85% of polled businesses use multi-cloud – Survey

Multi-cloud is a relatively new term and is a very popular architecture among enterprises. This is for good reason, it is part of cloud’s natural evolution. A survey released by the IBM Institute for Business Value found that a staggering 85% of polled businesses use multi-cloud.

South African businesses are already prolific adopters of cloud – at least 65% of local CIOs intend to invest in cloud during 2019 (IDC). A significant number of those deployments will be multi-cloud.

One Channel CEO Bernard Ford said the main reason is to avoid lock-in. “Even though cloud has created a new way to use infrastructure, platforms and services, there is still the risk of becoming too reliant on one provider and going back to the dreaded days of being locked into a technology environment,” he said.

But there are more options that promote multi-cloud as the solution.

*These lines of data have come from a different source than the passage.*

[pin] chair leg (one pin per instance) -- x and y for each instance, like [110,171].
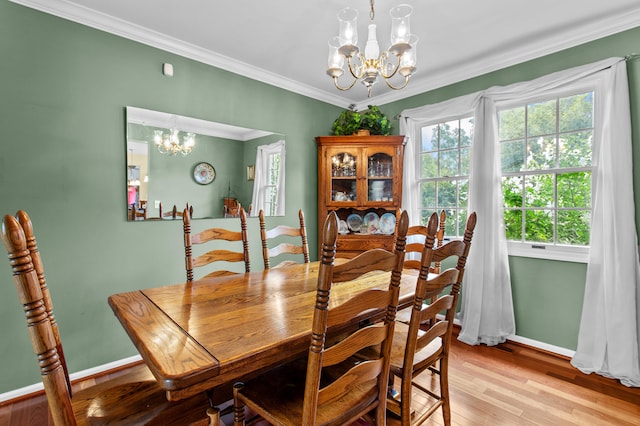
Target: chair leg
[406,391]
[444,391]
[214,416]
[238,407]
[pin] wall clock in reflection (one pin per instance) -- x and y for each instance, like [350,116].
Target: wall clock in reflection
[204,173]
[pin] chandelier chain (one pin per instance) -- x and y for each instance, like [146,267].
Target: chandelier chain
[370,65]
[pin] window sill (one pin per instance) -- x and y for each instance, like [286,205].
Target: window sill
[549,252]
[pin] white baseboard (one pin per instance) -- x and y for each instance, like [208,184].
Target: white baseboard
[543,346]
[17,393]
[534,343]
[105,367]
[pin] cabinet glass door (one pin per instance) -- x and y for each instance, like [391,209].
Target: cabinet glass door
[344,176]
[380,177]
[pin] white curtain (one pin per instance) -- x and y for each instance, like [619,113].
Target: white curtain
[261,178]
[608,339]
[486,312]
[608,342]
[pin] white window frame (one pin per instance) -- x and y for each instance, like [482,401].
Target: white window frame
[420,179]
[561,252]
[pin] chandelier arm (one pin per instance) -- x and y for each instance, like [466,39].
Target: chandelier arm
[406,81]
[395,69]
[345,88]
[351,70]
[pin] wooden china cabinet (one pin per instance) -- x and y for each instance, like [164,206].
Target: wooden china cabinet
[360,178]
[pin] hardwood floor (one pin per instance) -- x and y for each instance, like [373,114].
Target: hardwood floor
[509,384]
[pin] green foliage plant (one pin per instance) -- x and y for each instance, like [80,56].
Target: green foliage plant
[350,121]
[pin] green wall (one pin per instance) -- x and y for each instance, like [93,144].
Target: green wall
[547,295]
[64,88]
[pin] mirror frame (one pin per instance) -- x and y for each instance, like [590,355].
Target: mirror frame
[163,180]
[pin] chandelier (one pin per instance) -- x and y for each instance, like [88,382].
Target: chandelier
[398,59]
[169,143]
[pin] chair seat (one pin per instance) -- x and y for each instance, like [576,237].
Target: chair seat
[103,403]
[281,393]
[423,357]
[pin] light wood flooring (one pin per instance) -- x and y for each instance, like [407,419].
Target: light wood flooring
[508,384]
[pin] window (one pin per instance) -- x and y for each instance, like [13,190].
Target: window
[546,152]
[269,180]
[271,185]
[445,154]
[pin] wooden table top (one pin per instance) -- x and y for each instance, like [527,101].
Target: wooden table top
[195,336]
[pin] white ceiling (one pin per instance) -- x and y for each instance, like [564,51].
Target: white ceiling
[284,42]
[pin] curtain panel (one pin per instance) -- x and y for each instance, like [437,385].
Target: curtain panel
[608,341]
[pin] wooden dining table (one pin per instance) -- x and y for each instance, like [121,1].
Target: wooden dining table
[198,335]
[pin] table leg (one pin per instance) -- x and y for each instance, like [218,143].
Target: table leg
[214,416]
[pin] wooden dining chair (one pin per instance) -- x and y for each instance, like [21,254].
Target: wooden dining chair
[329,387]
[415,244]
[133,397]
[174,213]
[218,254]
[416,237]
[418,349]
[281,246]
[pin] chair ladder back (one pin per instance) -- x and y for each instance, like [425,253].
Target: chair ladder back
[439,240]
[216,255]
[39,325]
[427,337]
[25,221]
[374,371]
[283,247]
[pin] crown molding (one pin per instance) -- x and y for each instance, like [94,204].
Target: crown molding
[446,75]
[541,46]
[91,18]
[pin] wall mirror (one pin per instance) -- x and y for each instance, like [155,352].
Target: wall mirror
[211,167]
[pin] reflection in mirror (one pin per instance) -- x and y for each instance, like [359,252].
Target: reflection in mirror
[159,178]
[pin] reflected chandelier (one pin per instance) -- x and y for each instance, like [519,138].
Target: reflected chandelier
[169,143]
[373,63]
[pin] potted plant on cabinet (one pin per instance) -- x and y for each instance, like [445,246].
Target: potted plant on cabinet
[372,121]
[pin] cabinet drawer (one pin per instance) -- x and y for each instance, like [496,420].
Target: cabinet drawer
[364,242]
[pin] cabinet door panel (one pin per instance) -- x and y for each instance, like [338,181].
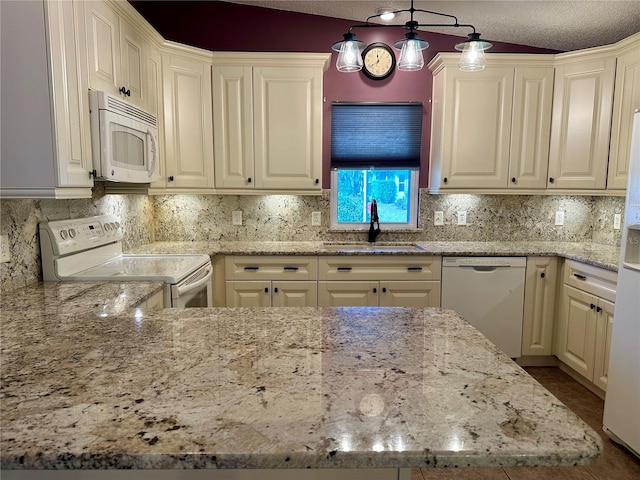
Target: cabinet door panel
[410,294]
[477,119]
[626,101]
[347,294]
[295,294]
[102,46]
[72,130]
[287,127]
[539,305]
[188,122]
[233,126]
[578,329]
[603,343]
[133,71]
[530,128]
[248,294]
[579,151]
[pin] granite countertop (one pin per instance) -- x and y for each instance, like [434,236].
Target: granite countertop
[599,255]
[272,388]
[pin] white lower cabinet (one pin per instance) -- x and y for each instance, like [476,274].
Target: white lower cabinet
[395,281]
[585,321]
[539,305]
[281,281]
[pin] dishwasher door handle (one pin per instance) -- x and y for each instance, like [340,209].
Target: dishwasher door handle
[485,268]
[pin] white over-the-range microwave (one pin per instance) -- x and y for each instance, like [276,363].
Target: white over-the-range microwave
[124,140]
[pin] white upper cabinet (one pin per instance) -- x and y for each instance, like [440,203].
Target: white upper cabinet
[188,130]
[268,121]
[115,53]
[626,100]
[581,121]
[46,151]
[490,129]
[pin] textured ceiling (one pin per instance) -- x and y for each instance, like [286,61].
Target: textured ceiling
[558,25]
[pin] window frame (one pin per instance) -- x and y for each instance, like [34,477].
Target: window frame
[413,205]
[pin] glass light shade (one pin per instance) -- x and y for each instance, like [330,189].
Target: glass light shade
[472,58]
[411,58]
[349,54]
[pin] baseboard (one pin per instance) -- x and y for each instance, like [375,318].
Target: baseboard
[537,361]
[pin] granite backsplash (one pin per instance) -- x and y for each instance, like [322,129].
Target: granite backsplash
[288,218]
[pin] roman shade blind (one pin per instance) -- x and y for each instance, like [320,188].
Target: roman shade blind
[378,135]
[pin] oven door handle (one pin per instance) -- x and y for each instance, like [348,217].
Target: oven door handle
[183,289]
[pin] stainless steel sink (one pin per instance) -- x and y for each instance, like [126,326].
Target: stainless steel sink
[372,247]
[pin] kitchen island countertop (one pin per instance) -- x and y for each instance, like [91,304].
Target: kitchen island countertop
[272,388]
[599,255]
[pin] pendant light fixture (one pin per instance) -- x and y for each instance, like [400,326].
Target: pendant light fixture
[411,47]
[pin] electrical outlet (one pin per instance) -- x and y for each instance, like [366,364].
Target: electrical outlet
[5,255]
[617,220]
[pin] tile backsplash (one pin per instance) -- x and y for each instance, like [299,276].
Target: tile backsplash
[288,218]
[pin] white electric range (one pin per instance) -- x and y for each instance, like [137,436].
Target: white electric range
[90,249]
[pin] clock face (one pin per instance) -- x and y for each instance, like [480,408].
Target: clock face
[379,61]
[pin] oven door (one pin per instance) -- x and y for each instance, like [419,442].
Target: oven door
[194,291]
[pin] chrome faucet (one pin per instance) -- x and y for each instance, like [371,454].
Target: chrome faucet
[374,232]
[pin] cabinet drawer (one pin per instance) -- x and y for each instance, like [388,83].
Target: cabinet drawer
[271,268]
[594,280]
[379,268]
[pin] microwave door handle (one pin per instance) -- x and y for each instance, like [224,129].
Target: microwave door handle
[183,289]
[154,141]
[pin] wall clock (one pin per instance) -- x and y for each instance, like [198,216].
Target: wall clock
[379,61]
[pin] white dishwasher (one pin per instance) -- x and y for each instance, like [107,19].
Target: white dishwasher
[489,293]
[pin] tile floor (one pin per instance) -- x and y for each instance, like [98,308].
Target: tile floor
[616,462]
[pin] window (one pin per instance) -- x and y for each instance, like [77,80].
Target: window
[375,154]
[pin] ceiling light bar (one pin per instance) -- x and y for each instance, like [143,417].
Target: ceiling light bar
[411,58]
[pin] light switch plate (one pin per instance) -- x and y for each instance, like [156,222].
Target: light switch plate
[5,255]
[617,221]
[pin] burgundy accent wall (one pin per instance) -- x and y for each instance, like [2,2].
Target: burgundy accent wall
[221,26]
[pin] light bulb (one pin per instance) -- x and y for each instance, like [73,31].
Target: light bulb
[411,58]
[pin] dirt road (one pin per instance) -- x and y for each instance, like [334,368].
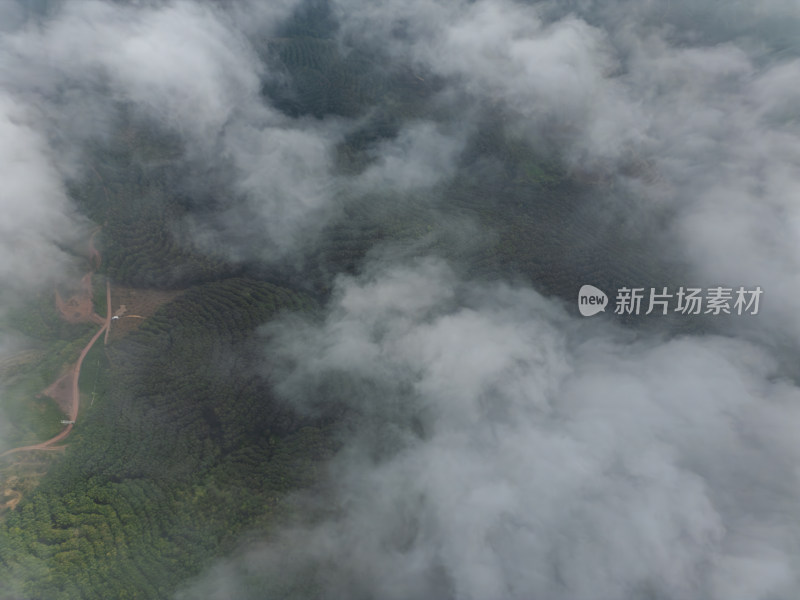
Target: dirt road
[76,396]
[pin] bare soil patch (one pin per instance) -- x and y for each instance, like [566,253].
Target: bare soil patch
[61,391]
[75,305]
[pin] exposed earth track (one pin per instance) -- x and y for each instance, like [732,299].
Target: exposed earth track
[76,373]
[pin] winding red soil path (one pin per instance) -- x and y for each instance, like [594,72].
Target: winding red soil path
[76,396]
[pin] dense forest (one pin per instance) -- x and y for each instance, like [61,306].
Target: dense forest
[182,450]
[186,446]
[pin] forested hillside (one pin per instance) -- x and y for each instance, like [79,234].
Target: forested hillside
[183,448]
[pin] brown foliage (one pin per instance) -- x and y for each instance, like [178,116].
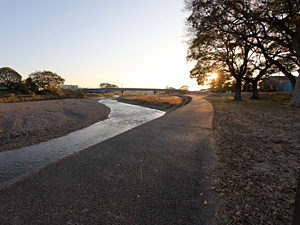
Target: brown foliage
[259,155]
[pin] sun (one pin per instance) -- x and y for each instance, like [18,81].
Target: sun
[213,75]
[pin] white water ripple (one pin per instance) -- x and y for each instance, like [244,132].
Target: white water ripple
[123,117]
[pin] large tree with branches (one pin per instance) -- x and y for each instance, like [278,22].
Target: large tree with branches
[273,26]
[10,78]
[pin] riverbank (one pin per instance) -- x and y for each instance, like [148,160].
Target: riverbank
[158,173]
[28,123]
[258,153]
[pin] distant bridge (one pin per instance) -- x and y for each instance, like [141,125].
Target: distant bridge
[122,90]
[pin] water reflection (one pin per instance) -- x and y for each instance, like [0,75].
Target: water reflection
[123,117]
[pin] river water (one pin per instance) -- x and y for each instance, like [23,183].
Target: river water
[123,117]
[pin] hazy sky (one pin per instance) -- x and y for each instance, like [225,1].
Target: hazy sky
[133,43]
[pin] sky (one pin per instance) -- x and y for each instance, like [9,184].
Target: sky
[133,43]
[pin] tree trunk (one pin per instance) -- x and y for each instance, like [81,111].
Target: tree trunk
[238,90]
[296,218]
[296,95]
[255,91]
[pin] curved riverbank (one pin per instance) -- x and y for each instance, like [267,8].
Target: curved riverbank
[28,123]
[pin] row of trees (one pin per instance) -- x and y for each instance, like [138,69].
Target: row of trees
[39,81]
[245,40]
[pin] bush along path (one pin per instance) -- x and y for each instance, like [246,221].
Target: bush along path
[159,173]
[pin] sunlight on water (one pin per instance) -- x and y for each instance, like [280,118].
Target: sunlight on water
[123,117]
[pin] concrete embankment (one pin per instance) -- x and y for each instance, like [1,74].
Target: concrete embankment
[159,173]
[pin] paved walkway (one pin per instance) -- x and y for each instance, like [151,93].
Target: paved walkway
[158,173]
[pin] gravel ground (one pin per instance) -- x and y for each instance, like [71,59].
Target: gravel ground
[29,123]
[161,172]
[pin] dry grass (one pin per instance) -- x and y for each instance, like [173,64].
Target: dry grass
[165,102]
[259,154]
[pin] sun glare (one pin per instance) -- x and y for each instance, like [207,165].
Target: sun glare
[214,75]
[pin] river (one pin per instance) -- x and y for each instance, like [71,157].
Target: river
[123,117]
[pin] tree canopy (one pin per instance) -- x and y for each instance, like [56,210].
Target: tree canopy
[9,77]
[229,34]
[46,80]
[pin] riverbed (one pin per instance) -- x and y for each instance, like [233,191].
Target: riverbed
[123,117]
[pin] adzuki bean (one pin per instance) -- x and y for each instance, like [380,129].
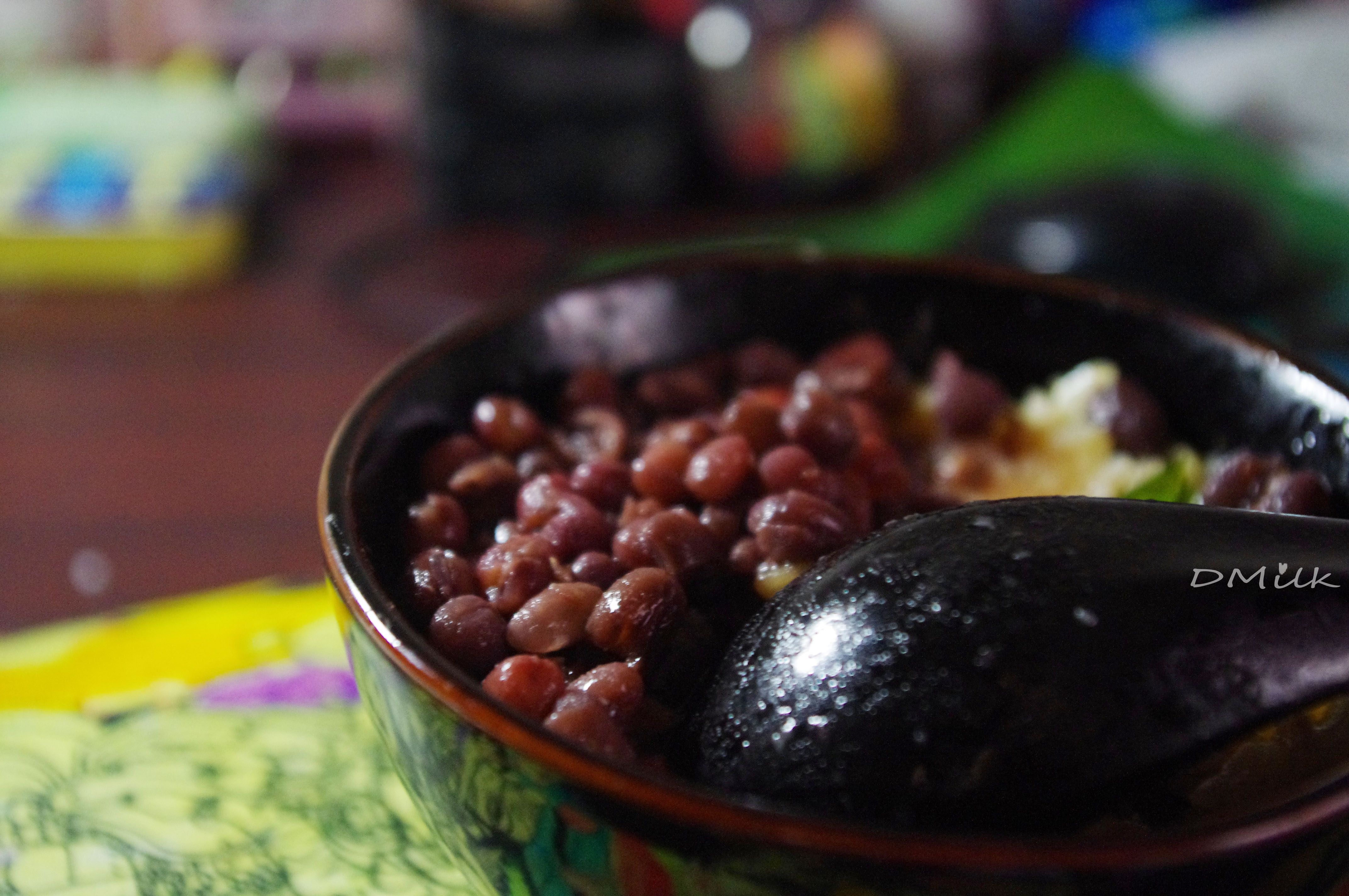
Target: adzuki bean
[589,568]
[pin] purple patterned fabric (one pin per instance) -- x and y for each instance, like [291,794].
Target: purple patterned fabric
[278,686]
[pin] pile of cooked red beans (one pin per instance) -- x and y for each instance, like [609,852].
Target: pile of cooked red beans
[591,573]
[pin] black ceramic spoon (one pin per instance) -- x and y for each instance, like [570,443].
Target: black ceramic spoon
[1016,663]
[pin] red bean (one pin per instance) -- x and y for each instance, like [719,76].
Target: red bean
[598,434]
[691,432]
[597,568]
[1239,481]
[724,524]
[486,488]
[586,721]
[536,502]
[577,527]
[470,633]
[790,468]
[614,685]
[527,683]
[590,386]
[1302,492]
[817,420]
[637,509]
[605,484]
[756,417]
[635,610]
[798,525]
[966,401]
[719,469]
[857,366]
[659,473]
[439,575]
[438,521]
[444,459]
[516,571]
[672,540]
[865,417]
[552,620]
[679,390]
[1134,417]
[507,424]
[505,531]
[745,557]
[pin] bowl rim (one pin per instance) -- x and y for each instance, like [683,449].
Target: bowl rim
[687,804]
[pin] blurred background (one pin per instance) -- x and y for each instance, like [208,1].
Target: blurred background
[221,219]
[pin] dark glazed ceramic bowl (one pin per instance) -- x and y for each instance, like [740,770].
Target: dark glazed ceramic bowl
[525,813]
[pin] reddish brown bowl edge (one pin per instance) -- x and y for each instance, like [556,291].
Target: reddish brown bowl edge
[687,805]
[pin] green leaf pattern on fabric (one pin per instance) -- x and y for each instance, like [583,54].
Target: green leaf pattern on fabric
[208,804]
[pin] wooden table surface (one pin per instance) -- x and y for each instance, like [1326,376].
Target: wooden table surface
[152,445]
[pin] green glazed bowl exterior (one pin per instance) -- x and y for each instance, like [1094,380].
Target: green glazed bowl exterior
[527,814]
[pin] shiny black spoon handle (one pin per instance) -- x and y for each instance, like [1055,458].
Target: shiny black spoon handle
[1020,659]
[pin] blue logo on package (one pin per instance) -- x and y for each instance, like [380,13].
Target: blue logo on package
[88,187]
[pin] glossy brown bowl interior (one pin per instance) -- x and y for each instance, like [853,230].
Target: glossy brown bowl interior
[1220,389]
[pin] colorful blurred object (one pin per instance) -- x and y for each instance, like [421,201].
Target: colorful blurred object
[319,69]
[815,106]
[123,180]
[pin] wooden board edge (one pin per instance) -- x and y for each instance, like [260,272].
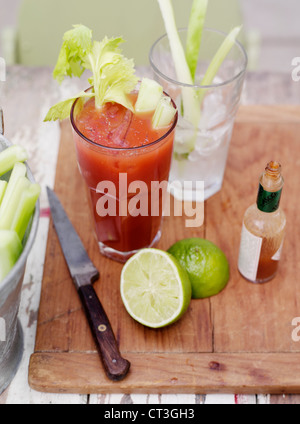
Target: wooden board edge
[268,113]
[194,373]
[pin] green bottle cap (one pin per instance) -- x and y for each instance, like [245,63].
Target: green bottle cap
[268,201]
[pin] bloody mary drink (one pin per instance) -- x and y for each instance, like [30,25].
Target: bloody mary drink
[120,154]
[123,131]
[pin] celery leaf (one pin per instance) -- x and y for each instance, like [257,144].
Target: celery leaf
[113,75]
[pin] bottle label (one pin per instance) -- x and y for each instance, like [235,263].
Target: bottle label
[249,254]
[277,254]
[268,201]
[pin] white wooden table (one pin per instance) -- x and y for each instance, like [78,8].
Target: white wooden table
[27,95]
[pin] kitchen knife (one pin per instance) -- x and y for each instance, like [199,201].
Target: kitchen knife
[84,273]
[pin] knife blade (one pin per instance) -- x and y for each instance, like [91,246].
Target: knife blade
[84,273]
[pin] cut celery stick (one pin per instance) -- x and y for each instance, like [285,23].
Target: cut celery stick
[3,185]
[194,34]
[19,170]
[10,250]
[150,93]
[164,113]
[219,57]
[25,209]
[191,106]
[7,213]
[10,156]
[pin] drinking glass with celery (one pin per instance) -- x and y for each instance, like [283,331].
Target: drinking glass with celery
[18,197]
[203,70]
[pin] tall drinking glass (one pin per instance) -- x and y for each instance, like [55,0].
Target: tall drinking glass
[120,188]
[218,104]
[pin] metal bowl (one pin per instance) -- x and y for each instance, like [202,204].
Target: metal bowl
[11,335]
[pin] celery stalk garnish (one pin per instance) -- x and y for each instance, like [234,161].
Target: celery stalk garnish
[194,34]
[3,185]
[10,250]
[191,107]
[186,64]
[10,156]
[18,197]
[7,213]
[218,58]
[113,75]
[24,210]
[19,170]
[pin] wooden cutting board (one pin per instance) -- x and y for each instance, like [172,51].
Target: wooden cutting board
[239,341]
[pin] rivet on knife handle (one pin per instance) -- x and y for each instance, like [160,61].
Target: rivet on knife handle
[115,365]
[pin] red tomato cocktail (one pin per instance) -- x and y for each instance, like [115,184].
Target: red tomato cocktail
[116,149]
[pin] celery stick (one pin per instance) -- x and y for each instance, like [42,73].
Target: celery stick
[164,113]
[191,107]
[7,213]
[25,209]
[219,56]
[19,170]
[3,185]
[194,34]
[10,156]
[10,250]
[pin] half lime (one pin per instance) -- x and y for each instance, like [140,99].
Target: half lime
[155,289]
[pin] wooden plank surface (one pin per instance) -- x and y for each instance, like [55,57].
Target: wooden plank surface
[237,342]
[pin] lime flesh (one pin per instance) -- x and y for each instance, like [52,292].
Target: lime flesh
[155,290]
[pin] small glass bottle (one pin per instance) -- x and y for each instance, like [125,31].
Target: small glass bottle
[263,229]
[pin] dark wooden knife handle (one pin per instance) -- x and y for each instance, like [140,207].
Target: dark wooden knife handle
[115,365]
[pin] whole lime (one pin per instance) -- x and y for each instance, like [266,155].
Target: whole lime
[205,263]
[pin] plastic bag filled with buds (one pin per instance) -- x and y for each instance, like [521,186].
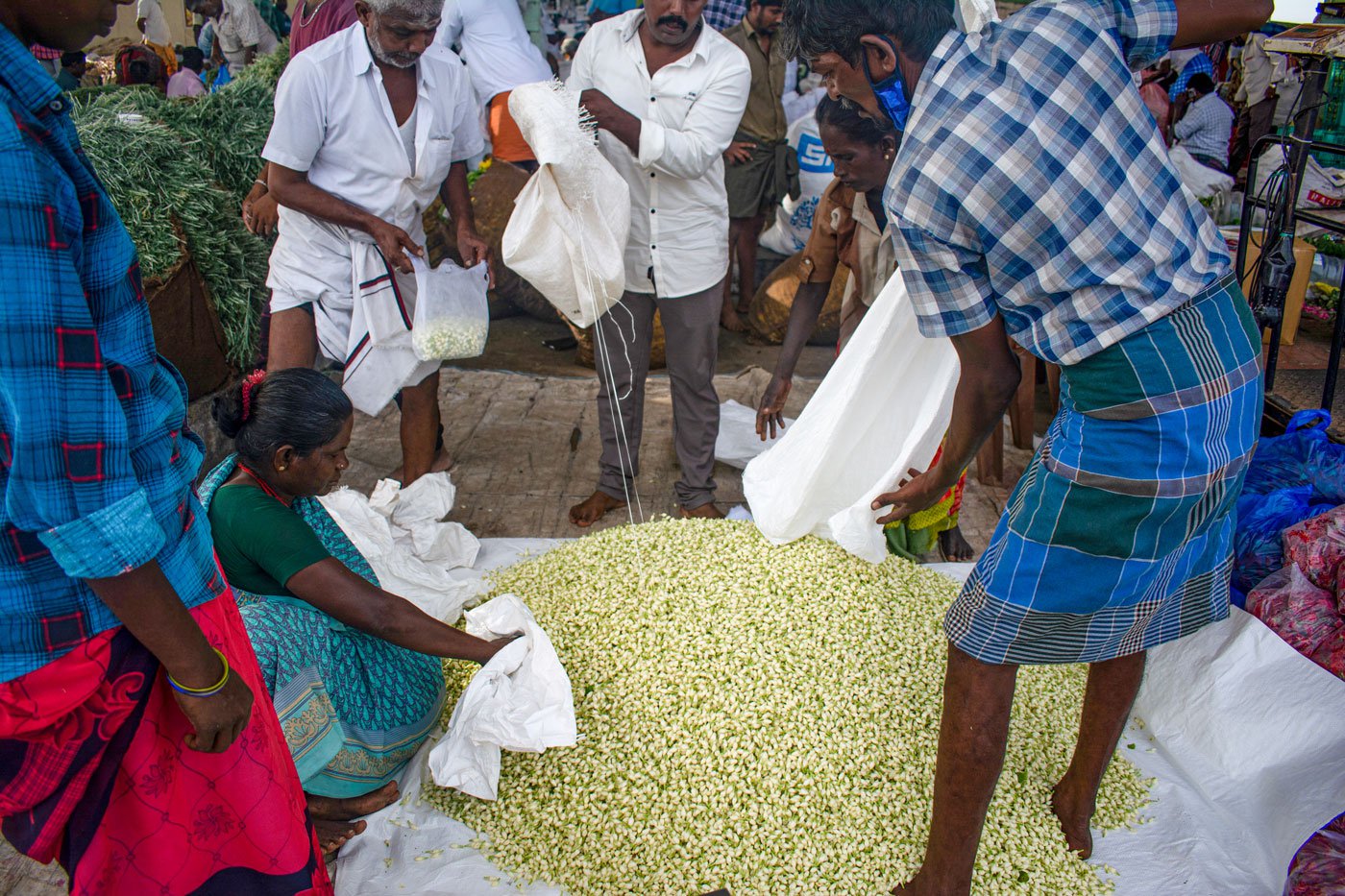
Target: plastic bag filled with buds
[767,720]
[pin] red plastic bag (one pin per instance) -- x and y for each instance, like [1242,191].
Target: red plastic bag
[1307,617]
[1317,546]
[1318,869]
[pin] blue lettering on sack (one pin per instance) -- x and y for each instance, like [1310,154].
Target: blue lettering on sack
[813,157]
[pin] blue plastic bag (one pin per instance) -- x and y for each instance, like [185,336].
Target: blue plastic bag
[1302,456]
[1261,520]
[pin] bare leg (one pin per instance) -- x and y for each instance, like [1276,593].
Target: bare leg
[748,238]
[293,339]
[420,428]
[335,818]
[1112,691]
[729,318]
[594,507]
[955,547]
[972,735]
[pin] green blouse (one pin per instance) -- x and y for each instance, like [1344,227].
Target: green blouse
[261,543]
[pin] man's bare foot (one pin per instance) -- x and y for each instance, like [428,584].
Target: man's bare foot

The arrival of Microsoft Azure and Amazon We Services (AWS) in South Africa has added even more choice for companies, thus stoking interest in multi-cloud models. It’s about lock-in, but also a sign of the market’s maturity.

CIOs know that one cloud provider can’t effectively meet all their needs. They want to take advantage of pitting the different providers against each other and getting the best performance for their use cases and budgets. Cloud is not a one-size market, which is why multi-cloud exists.

“But what is multi-cloud and why is it almost inevitable – especially for enterprises,” he asked. “If you’re scratching your head over yet another bit of cloud semantics, you’re not alone. Today’s technologists have to juggle concepts such as private, public and hybrid cloud. Many end up confusing the latter with multi-cloud and the two are often used interchangeably. But they are actually very distinct.”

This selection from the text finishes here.